I have a dream.

私には夢があります。

子どもたち全員が幸せになって欲しい。
(ここでいう子どもたちとは18歳未満です。18歳以上はあまり興味がありません。というよりも18歳以上は大人ですから、幸せにさせてあげるなんて言うのはかえって失礼な話だと思っています。)

学校教員ではせいぜい自分の目のまえの人間としか関わることが出来ません。だから正規教員を辞めるときは、そういう活動をいつかやっていきたいとぼんやりと思っていました。しかし方法が分かりません。今の僕には力量不足です。だから僕はいま学習塾を経営しながら、学校も転々として色んな学校を見ながら、お金の流れも勉強して受験生と同じような気分です。年度末には大学でスピーチしますが、それを機に動いていきたい気持ちもあります。僕は好奇心に沿って、生きていくのが好きな性分なのでしょう。40になるまでには将来は培われた総合力で、自分にしかできないもっと大きい活動をしたいと思っています。

僕は学校が好きなのですが、嫌いです。自分が学校教員として働くには非常に楽しい場所でした。こんなのでお金貰って良いのかというぐらいに充実していました。生徒と関わることで大それたことをしていなくても先生!と感謝されることには少なからず社会的充足感は感じますし、何より生徒から得られる学びは多く、その点で自分には天職だとは思っています。

しかし、学校教育とは大人の都合が隠されていると思っています(特に公立小中学校)。学歴主義、校則、内申点、1学級40人クラス、部活動…様々な部分に影があります。僕は管理教育が徹底された不自由な教育が嫌いです。
規範意識が高く、しっかりと勉強するいい子が評価され、真面目で我慢強いことが美徳とされ、逆に勉強以外に夢中になれていても勉強がイマイチだったり、学校生活上に問題があれば、ある意味の不適切な生徒として烙印を押されてしまうこと、これが問題です。少ないコストで多くの生徒を見るには管理の手法としては確かに非常に合理的な手段だとは思います。しかし、そういう教育を行っている国ほど、自由度も幸福度も低く、窮屈な社会になっていくのは偶然ではないでしょう。
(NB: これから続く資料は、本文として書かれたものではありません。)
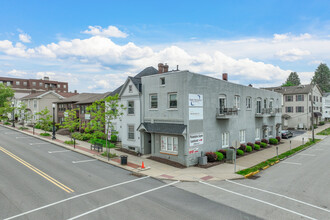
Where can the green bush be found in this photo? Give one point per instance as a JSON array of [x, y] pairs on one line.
[[273, 141], [220, 156], [240, 152], [263, 145]]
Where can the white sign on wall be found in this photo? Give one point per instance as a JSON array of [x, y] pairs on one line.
[[196, 100], [196, 139], [195, 113]]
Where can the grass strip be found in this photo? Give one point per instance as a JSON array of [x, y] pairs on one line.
[[272, 160]]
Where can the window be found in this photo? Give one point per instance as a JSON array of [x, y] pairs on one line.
[[225, 139], [130, 108], [153, 101], [162, 81], [248, 102], [169, 144], [173, 102], [289, 98], [289, 109], [131, 132], [237, 101], [257, 133], [258, 106], [299, 109], [242, 136], [299, 98]]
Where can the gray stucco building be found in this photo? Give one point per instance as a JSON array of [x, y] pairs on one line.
[[185, 114]]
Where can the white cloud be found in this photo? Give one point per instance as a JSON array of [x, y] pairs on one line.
[[110, 31], [25, 38], [292, 54]]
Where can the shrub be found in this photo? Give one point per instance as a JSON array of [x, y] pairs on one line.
[[263, 145], [240, 152], [273, 141], [211, 157], [257, 147], [248, 148], [278, 138], [242, 147], [219, 156], [264, 140]]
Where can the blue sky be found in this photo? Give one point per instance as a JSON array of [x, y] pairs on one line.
[[95, 45]]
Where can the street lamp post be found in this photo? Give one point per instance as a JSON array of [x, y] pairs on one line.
[[53, 122], [13, 114]]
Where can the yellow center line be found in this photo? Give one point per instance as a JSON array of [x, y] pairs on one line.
[[36, 170]]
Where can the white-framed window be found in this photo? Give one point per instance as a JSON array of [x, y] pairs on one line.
[[162, 81], [172, 100], [248, 102], [131, 133], [225, 139], [130, 107], [257, 133], [237, 101], [169, 144], [153, 101], [242, 136]]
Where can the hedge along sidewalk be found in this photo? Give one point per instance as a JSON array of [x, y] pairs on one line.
[[265, 164]]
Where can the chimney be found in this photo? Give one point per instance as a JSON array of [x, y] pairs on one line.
[[225, 76], [165, 68], [160, 68]]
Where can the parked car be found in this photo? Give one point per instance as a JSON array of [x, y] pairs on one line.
[[286, 134]]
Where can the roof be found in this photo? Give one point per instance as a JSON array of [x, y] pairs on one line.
[[163, 128], [137, 79], [287, 90]]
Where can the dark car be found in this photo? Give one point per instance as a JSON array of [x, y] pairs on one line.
[[286, 134]]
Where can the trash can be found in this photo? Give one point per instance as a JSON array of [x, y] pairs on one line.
[[123, 159]]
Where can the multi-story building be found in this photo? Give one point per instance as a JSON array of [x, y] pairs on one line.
[[130, 97], [297, 105], [185, 114]]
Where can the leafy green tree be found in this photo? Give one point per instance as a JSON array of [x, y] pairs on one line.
[[44, 119], [71, 121], [322, 77]]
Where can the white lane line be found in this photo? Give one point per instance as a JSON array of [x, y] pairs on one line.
[[37, 143], [312, 155], [291, 163], [258, 200], [266, 191], [83, 161], [122, 200], [59, 151], [74, 197]]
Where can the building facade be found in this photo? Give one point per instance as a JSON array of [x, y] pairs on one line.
[[297, 105], [185, 114]]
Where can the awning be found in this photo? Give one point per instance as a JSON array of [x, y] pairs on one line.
[[163, 128]]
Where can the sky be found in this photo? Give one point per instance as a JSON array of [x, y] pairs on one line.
[[96, 45]]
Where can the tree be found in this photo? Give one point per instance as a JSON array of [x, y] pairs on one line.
[[292, 80], [44, 119], [322, 77], [71, 121]]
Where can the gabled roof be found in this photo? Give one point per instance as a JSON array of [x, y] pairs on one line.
[[137, 79]]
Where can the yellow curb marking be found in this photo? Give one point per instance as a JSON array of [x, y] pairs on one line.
[[36, 170]]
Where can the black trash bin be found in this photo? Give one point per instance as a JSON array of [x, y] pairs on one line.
[[123, 159]]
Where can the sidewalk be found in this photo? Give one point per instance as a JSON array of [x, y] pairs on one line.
[[164, 171]]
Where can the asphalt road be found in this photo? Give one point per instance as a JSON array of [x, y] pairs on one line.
[[39, 180], [296, 188]]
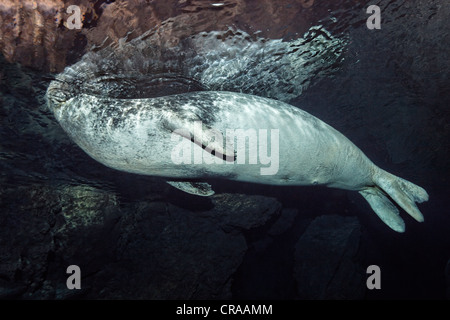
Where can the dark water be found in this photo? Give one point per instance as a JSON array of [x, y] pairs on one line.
[[387, 90]]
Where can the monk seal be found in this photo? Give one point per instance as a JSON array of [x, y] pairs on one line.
[[137, 136], [158, 111]]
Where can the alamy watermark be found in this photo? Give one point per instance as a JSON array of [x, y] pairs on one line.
[[239, 146], [374, 21], [74, 20]]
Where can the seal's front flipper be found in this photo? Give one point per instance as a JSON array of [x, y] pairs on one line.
[[401, 191], [198, 188], [384, 208]]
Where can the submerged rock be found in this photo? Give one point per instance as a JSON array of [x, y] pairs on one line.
[[325, 260], [138, 250]]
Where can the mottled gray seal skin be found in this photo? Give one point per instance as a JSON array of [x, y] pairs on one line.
[[136, 135]]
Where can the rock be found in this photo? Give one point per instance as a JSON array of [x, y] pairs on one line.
[[138, 250], [284, 222], [325, 260]]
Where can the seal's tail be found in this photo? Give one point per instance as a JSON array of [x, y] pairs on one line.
[[404, 193]]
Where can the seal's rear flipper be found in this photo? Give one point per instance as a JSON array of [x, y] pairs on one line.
[[403, 192], [198, 188], [384, 208]]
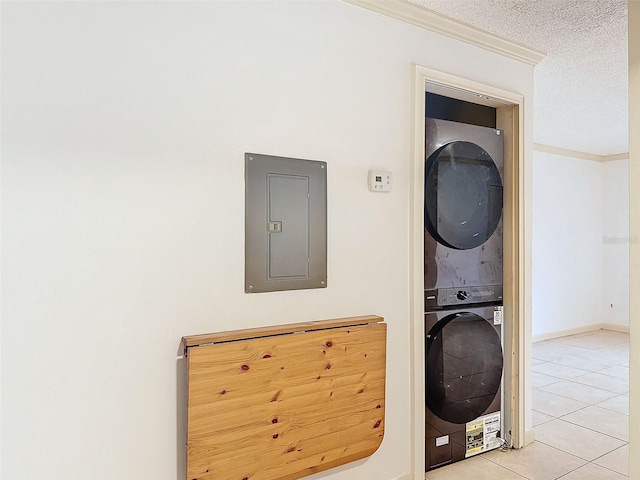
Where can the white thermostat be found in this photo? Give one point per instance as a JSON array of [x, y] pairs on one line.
[[380, 181]]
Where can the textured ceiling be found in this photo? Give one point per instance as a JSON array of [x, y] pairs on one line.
[[580, 90]]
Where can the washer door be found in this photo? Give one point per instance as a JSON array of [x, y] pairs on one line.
[[463, 195], [463, 367]]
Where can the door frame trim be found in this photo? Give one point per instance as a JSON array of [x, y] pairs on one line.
[[517, 256]]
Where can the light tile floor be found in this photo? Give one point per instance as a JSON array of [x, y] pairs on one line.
[[580, 416]]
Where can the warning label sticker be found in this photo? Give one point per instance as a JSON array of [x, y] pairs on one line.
[[482, 434], [497, 315]]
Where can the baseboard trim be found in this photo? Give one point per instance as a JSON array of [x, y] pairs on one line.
[[406, 476], [529, 437], [583, 329]]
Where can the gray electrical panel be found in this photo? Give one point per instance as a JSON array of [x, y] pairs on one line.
[[285, 223]]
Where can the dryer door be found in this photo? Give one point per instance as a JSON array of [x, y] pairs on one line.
[[463, 195], [463, 367]]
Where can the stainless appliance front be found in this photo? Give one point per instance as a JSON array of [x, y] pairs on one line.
[[463, 370], [463, 205]]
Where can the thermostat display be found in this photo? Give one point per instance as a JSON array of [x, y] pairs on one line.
[[380, 181]]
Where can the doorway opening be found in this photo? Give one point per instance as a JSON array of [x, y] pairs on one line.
[[508, 108]]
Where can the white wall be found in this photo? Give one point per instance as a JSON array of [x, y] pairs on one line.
[[567, 243], [581, 243], [124, 129], [615, 238]]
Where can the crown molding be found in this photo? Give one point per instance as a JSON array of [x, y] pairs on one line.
[[422, 17], [538, 147]]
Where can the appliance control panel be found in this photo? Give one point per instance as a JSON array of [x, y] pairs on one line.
[[444, 297]]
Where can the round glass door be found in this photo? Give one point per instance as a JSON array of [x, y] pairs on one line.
[[463, 195], [463, 367]]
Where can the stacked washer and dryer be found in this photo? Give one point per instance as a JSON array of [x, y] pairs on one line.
[[463, 290]]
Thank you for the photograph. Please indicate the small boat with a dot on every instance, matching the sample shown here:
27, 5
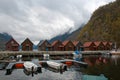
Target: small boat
56, 65
30, 66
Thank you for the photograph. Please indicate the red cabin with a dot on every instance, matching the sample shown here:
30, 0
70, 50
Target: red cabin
12, 45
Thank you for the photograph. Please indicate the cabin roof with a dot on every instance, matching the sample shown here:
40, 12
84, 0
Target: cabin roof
97, 43
65, 42
27, 39
87, 44
75, 43
12, 39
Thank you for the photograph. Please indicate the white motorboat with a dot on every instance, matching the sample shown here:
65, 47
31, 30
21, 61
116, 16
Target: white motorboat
56, 65
30, 66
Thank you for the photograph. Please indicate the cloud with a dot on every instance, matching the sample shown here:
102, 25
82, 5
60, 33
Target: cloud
44, 19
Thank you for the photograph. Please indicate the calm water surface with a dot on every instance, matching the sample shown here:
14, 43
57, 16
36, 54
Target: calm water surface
107, 65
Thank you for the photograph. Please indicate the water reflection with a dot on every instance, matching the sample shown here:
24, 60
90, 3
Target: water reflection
109, 66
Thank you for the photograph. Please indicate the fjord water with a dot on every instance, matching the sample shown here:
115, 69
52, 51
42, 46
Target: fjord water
100, 64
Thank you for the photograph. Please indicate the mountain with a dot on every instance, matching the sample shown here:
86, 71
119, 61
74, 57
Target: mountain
60, 37
104, 24
67, 35
4, 37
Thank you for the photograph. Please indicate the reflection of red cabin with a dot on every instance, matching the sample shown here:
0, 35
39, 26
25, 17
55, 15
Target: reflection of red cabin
27, 45
57, 46
99, 45
68, 45
107, 45
89, 46
12, 45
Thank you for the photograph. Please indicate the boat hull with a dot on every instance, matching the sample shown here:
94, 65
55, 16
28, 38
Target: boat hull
56, 65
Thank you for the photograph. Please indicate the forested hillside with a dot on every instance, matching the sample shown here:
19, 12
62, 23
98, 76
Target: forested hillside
104, 24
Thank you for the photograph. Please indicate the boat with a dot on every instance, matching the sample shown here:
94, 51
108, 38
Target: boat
57, 65
93, 77
30, 66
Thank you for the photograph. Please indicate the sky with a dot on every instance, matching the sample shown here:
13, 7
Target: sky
44, 19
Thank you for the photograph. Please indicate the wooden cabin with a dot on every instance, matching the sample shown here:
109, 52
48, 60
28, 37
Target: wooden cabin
89, 46
107, 45
27, 45
44, 46
12, 45
78, 45
99, 45
68, 45
57, 46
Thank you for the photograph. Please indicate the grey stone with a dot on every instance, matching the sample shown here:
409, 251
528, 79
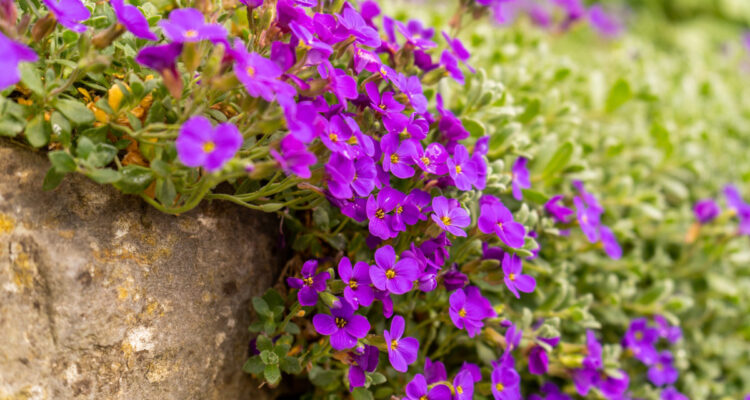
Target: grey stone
103, 297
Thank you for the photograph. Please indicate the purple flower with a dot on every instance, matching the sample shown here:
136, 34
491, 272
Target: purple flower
417, 390
672, 333
640, 339
377, 212
464, 385
200, 145
495, 218
607, 24
449, 215
13, 53
391, 276
671, 393
520, 177
468, 309
706, 210
514, 279
294, 157
662, 372
559, 212
69, 13
364, 361
133, 20
188, 25
461, 169
343, 326
505, 383
401, 351
310, 284
358, 291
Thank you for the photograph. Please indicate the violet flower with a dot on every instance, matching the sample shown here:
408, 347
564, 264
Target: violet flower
468, 309
310, 284
358, 291
188, 25
364, 361
132, 19
417, 390
69, 13
401, 351
514, 279
706, 210
201, 145
449, 216
13, 54
343, 326
520, 176
496, 218
391, 276
294, 157
663, 371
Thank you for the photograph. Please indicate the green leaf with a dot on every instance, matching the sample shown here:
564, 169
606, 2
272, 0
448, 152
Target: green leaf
272, 374
254, 365
38, 131
104, 176
559, 160
62, 161
135, 179
31, 78
52, 179
619, 94
75, 112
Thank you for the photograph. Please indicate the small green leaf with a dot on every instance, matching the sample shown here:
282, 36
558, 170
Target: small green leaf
62, 161
38, 131
254, 365
75, 112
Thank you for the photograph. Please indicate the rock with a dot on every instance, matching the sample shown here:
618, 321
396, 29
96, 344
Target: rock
103, 297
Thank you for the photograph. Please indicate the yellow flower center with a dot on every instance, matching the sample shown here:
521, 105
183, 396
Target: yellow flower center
209, 146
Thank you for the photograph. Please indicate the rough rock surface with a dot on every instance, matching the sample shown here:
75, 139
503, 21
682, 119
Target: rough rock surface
103, 297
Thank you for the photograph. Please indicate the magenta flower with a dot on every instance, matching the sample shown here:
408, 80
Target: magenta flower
514, 279
706, 210
417, 390
520, 177
358, 291
495, 218
133, 20
468, 309
663, 371
401, 351
201, 145
13, 53
461, 169
363, 361
188, 25
310, 284
343, 326
69, 13
294, 157
449, 215
391, 276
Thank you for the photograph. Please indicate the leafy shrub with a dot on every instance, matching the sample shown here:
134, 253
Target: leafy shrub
525, 229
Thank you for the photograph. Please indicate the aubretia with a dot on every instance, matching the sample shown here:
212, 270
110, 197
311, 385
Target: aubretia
201, 145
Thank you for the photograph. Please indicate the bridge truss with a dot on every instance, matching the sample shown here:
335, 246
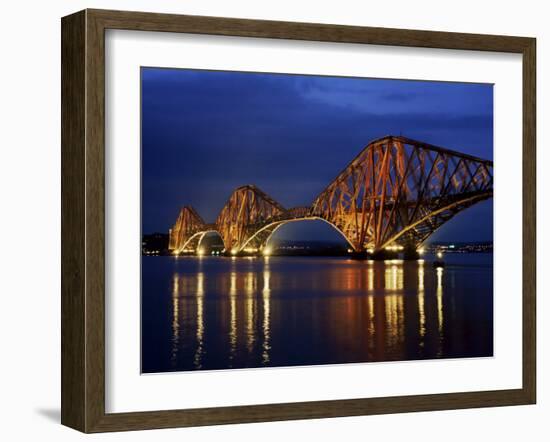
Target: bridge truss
397, 191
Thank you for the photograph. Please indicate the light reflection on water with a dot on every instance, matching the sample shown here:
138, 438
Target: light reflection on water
217, 313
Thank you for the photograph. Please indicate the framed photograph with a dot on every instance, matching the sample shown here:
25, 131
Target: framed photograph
269, 220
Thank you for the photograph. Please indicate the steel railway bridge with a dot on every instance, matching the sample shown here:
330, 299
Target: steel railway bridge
394, 194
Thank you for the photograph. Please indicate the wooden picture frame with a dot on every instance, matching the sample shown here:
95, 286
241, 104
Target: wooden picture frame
83, 220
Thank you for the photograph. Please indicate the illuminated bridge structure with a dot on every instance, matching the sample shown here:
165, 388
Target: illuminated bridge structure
393, 195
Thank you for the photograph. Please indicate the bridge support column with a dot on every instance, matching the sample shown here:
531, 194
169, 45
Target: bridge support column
410, 253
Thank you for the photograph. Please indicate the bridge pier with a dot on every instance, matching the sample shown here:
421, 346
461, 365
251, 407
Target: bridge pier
410, 253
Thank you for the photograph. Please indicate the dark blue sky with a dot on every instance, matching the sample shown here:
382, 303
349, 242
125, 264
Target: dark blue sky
204, 133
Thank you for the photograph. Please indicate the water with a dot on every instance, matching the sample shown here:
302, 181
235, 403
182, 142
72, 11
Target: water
218, 313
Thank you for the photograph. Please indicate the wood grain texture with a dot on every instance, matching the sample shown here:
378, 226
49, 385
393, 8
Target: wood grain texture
83, 220
73, 252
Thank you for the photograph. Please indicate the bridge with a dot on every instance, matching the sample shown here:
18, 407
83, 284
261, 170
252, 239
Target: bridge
393, 195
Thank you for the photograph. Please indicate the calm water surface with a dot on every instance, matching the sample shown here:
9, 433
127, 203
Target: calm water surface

僕は99%以上の子どもが素直だと感じています。裏を返せば何に取り組むにしても内申や評価など大人の目線を気にして、自身の夢中が二の次になってしまうように感じています。断言しますが大人になった時に幸せに生きるために必要なことは「忍耐強く我慢した経験」ではなく「何かに夢中になった経験」です。僕も学校教員時代の生徒がどんどんと社会人になっていき、ありがたいことにちょくちょくと連絡を頂いていたり、飲みに行ったりしていますが、何かに夢中になって取り組んだ生徒たちのほうがパワフルに生きています。もちろん僕は勉強がそこまで重要ではないと思っているわけではありません。自分は数学こそがスマートに、ハッピーに生きるための手段だと思っていますから。肝心なのはバランスです。

何のための誰の学校なんだということは学校教員は常に考えるようにはしなくてはなりません。しかし個々の教員の努力が足りないわけではありません。あまりにもこなさなくてはならない業務が多く、進歩のためのコストが割けない現状があります。経営者をやって思いましたが、仕事のクオリティを上げるためには「ゴールを決めること」「やらないことを決めること」だと思っています。しかしそこがブレブレなので何一つ問題が解決されません。教員の成り手が減っていき、採用試験の前受験や免許取得条件の緩和など様々な手を使って成り手を増やそうと必死ですが、大して効果があると思えません。少子化で必要な教員の絶対数は減っているのになぜ不足しているのか、この国の指導者は分かっているのか?という話です。教育をないがしろにした国には未来はありません。


ここまで読んでくれた人にはもう一つだけ伝えます。
教育崩壊はいずれ起こるといわれていますが、すでに起きていると思っています。僕の塾の近隣の公立中学校では毎年数人は年度途中で休職してしまいますが、普通じゃありません。そのために自習だったり管理職が授業したりと。定員割れの自治体は小学校をはじめ全国でどんどんと増え始めてきています。20年後はどうなることやら。僕は大幅に教員の待遇を改善すべきと思いますが、彼らのために言っているのではなくその不利益を被るのは子ども達だから思っています。自分に子どもがいれば、ダイレクトに関わっていく問題です。子ども達って起きている時間の半分は学校で生活します。エゴかもしれませんが、学校教員がどんな学校を作っていくかによって大きく変動させるものだと思います。そりゃ個人差はあると思いますが、それだけ学校教員というのは尊い使命を背負っていると思います。成績を上げて志望校に受からせるだけが仕事の塾とは仕事のスケールが違います。